Pictures of a deserted Soviet city
The industrial town of Tkvarcheli is located in a disputed region on the Eastern Shore of the Black Sea,
sprawled across a valley that is sometimes shrouded in fog. Here, the Soviet period is still very much alive
and well, haunting the streets like an evil spirit.
To supply coal to the Soviet industrial complex, Tkvarcheli was constructed in the early 1940s. The town
was made to last. Currently, just five nations, including the usual suspects like Russia, Venezuela, and
Nicaragua, recognize the Autonomous Republic of Abkhazia, the nation where the town is located. The
majority of nations throughout the globe do not view Abkhazia as a separate state but rather as a region
that belongs to Georgia. Tkvarcheli was taken prisoner by Georgian soldiers in the early 1990s
independence war. Before Abkhaz forces supported by the Russians intervened, the Georgian army
attempted to “starve the town into submission” for more than a year. The town’s population decreased
from 40,000 during the Soviet period by half. In the industrial town that was doomed after the war, very
few people could even make a livelihood, and by 2008, there were less than 5,000 people living there.
Ben Rich, a traveler from the Soviet period, visited the town last year, much to the chagrin of his local
chauffeur, who thought he may be a spy.
“As we rounded a bend, a vista of Tkvarcheli became visible. It was an ugly sight. Despite being in such
lush and gorgeous surroundings, a run-down, unsightly town… Nothing indicated that we were in the new
millennium or that modernism was here. Except for the rare Soviet-built vehicle and a melancholyappearing pedestrian who stood and observed as we went by, the streets were deserted.

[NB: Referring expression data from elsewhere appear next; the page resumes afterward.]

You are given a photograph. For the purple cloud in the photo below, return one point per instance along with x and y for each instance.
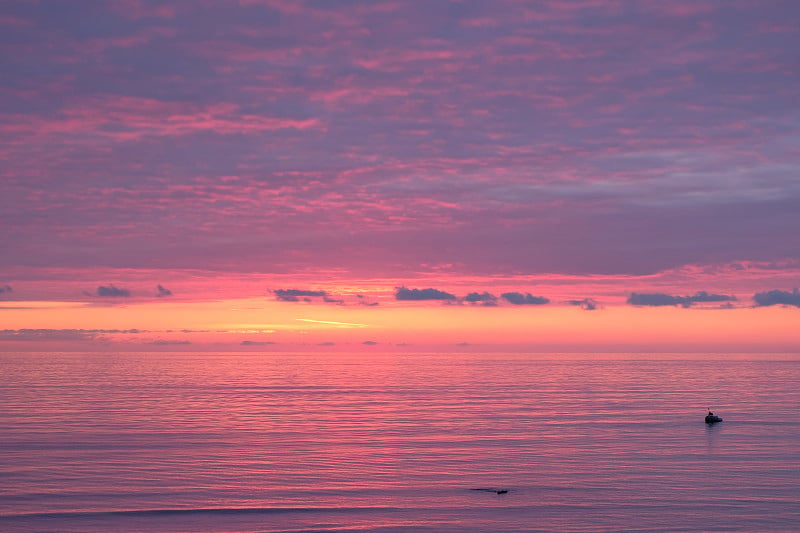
(777, 297)
(518, 298)
(661, 300)
(294, 295)
(111, 291)
(162, 291)
(404, 294)
(386, 138)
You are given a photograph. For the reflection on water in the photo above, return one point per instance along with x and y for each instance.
(396, 442)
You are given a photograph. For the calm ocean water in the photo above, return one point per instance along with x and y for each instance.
(335, 442)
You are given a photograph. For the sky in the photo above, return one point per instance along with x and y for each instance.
(552, 175)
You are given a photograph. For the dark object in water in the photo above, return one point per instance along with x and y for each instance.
(496, 491)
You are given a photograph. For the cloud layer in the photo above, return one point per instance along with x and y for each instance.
(383, 139)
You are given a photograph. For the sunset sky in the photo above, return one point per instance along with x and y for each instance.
(552, 175)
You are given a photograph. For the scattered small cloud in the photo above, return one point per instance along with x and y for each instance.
(162, 291)
(406, 294)
(587, 304)
(777, 297)
(295, 295)
(657, 299)
(518, 298)
(112, 292)
(483, 298)
(362, 300)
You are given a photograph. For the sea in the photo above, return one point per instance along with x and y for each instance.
(393, 442)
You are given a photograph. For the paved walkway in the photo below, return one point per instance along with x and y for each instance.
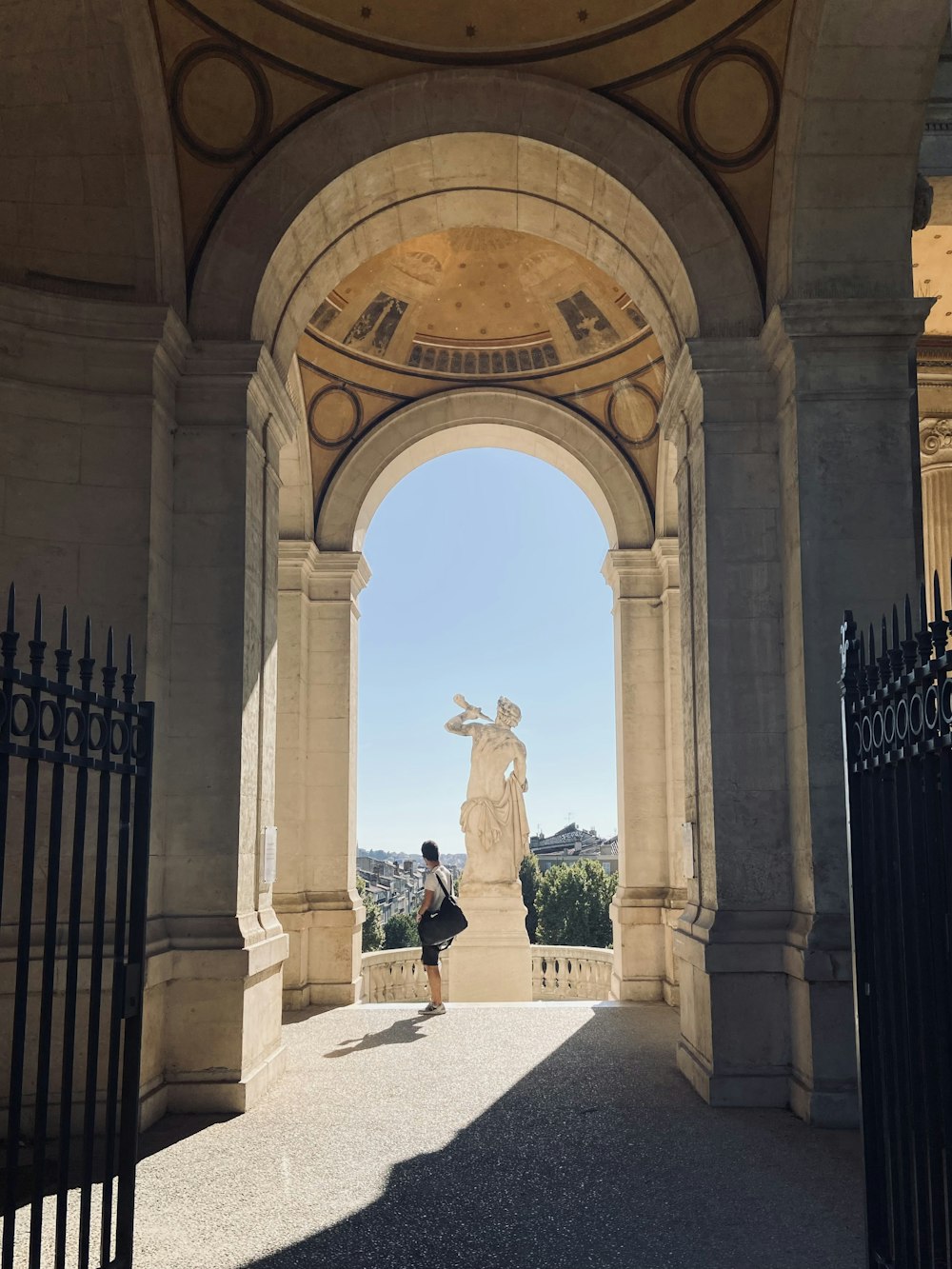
(528, 1138)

A few stores
with painted wooden signs displaying what they sold—shoes, products, and bread—were erected at the
base of Stalinist residential complexes. It resembled a movie set.
“The abandoned apartment buildings on the traffic circle overlooking the main street of the town were
too well constructed to have been constructed for the workers; instead, they were constructed for the
nomenclature of the Stalinist era: party cadres and their families, security men, and factory directors.
Furthermore, no one attained those positions during those gloomy times without spilling blood, turning
over a list of names, or reporting to someone. Nobody was allowed to dwell in the sturdy flat in Tkvarcheli
that overlooked the park unless they were able to silence their conscience and commit certain abhorrent
acts. Desolation Travel, Ben Rich
I’ve long wondered what it must have been like to live in the Soviet Union during the height of Stalin’s paranoid regime when nobody could be trusted and you were constantly being watched and spied upon by your closest neighbors and family. You were not allowed to enter some buildings because of the horrors they housed. I now experienced the first sting of anxiety and despair throughout my travels as I felt the tentacles’ gentle touch. The sodomization of Tkvarcheli by its own complicity with history made it a horrible place.